Mei Li: A Real Story

Seventy-five years ago, a book about a small girl in China won the second ever Caldecott Medal, today widely regarded as the "Nobel" for illustrated children's literature. It is awarded annually by the Association for Library Service to Children, a division of the American Library Association (ALA), to the artist of the most distinguished American picture book for children.

The book was called Mei Li and was written and illustrated by Thomas Handforth. The first edition was published in New York by Doubleday, Doran & Co. in 1938. At that point, China was already overrun with Japanese invaders and Europe was bracing for war. The disputed "Rape of Nanjing" (about as disputed as the Holocaust) had taken place and there were executions happening as Kuomintang forces battled it out internally with the forces of Li Jingwei and Mao Zedong, as well as their common Japanese foes. It would not be until Pearl Harbor, on December 7, 1941--"a date that will live in infamy"--that the US forces would be fully engaged.

While Handforth was making children smile in this hard time with his handiwork, he was also documenting what was going on around him. Some of it was whimsical, such as the acrobats he captured in their gyrations.




These, in turn, became images in the book.

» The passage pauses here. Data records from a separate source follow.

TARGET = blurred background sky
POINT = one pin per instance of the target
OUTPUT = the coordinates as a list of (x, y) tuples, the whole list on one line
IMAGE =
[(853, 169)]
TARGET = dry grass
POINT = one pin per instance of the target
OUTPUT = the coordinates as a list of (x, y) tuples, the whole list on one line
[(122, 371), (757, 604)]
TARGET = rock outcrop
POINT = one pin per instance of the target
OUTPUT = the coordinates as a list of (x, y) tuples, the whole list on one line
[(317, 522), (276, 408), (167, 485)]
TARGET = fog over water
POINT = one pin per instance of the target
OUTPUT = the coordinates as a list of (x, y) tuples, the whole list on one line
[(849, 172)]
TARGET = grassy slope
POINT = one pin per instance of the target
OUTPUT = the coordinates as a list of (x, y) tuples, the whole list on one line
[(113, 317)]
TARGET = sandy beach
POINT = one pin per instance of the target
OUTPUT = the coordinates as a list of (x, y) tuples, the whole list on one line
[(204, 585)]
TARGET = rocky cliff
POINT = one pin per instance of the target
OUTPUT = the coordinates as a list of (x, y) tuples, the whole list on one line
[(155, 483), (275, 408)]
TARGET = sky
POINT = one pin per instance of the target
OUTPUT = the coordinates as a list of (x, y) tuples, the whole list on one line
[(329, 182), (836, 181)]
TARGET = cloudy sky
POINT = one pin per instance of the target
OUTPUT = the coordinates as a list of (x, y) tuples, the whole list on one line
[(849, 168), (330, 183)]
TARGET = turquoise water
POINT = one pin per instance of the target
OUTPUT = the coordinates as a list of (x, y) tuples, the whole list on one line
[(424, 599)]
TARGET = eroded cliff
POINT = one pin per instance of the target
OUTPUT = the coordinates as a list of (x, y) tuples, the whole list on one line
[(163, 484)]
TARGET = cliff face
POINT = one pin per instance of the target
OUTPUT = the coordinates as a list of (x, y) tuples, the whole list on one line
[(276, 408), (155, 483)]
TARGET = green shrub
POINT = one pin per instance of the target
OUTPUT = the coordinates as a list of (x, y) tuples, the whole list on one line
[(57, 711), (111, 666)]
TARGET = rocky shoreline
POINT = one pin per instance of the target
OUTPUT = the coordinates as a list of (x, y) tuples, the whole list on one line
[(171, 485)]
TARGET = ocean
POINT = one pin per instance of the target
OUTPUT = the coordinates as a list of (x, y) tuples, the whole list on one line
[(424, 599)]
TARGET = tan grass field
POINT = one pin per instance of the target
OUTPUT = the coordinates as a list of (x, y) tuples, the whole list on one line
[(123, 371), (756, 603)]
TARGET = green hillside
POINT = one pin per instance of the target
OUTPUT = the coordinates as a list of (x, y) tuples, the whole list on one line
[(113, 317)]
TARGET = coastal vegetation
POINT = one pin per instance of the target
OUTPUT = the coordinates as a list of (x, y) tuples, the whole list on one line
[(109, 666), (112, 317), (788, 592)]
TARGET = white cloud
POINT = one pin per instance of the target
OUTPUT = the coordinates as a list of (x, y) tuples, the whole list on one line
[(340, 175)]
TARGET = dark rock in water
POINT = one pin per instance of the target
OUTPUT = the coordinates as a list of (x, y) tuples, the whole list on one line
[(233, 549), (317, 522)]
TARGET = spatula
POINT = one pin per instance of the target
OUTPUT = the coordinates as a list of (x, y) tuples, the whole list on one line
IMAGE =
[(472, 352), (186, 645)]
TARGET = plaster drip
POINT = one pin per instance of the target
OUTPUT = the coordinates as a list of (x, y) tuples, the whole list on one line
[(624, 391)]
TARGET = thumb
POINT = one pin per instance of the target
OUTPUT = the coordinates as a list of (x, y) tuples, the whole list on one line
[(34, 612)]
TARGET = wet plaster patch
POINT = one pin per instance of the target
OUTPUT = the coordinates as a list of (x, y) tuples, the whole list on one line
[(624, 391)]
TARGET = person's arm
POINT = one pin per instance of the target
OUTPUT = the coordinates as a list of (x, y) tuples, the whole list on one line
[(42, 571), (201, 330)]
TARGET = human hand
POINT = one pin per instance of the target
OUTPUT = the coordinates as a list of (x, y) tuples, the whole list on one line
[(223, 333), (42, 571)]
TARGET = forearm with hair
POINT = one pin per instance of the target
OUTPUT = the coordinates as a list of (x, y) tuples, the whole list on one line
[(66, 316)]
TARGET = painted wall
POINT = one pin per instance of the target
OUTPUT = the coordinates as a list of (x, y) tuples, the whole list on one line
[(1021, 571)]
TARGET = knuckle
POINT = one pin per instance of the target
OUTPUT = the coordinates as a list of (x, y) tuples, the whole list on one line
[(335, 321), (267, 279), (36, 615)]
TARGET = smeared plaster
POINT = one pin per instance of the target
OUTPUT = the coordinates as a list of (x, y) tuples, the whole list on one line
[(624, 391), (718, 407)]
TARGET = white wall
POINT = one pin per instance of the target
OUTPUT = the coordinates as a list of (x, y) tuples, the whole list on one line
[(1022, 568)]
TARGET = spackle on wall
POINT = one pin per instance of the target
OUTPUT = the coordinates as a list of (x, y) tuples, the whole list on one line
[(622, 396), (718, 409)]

Some of his images were gruesome and depressing. He made a lithograph of an execution happening outside the walls, as well, which I shall not share here today.

Over the last few months, I have been fortunate to take up a correspondence with Peggy Hartzell, a Pennsylvania denizen who is the niece of Mr. Handforth. She is the source of all this wonderful information.

In a recent dispatch, she reports, "Connie Tan has been translating [the book] into Chinese. Her mother-in-law is Mei Li's older sister." Mei Li herself passed away about 15 years ago but one of her sisters is still alive and lives in China. Her son and daughter-in-law plan to visit her this fall. They live in California.


Peggy sent me more real pictures of the real Mei Li (being held on far left). The girl holding Mei Li is still alive, maybe living in Beijing. The girls were all adopted by Helen Burton. "I think the oldest daughter's mother lived and worked at Helen's home," explained Peggy.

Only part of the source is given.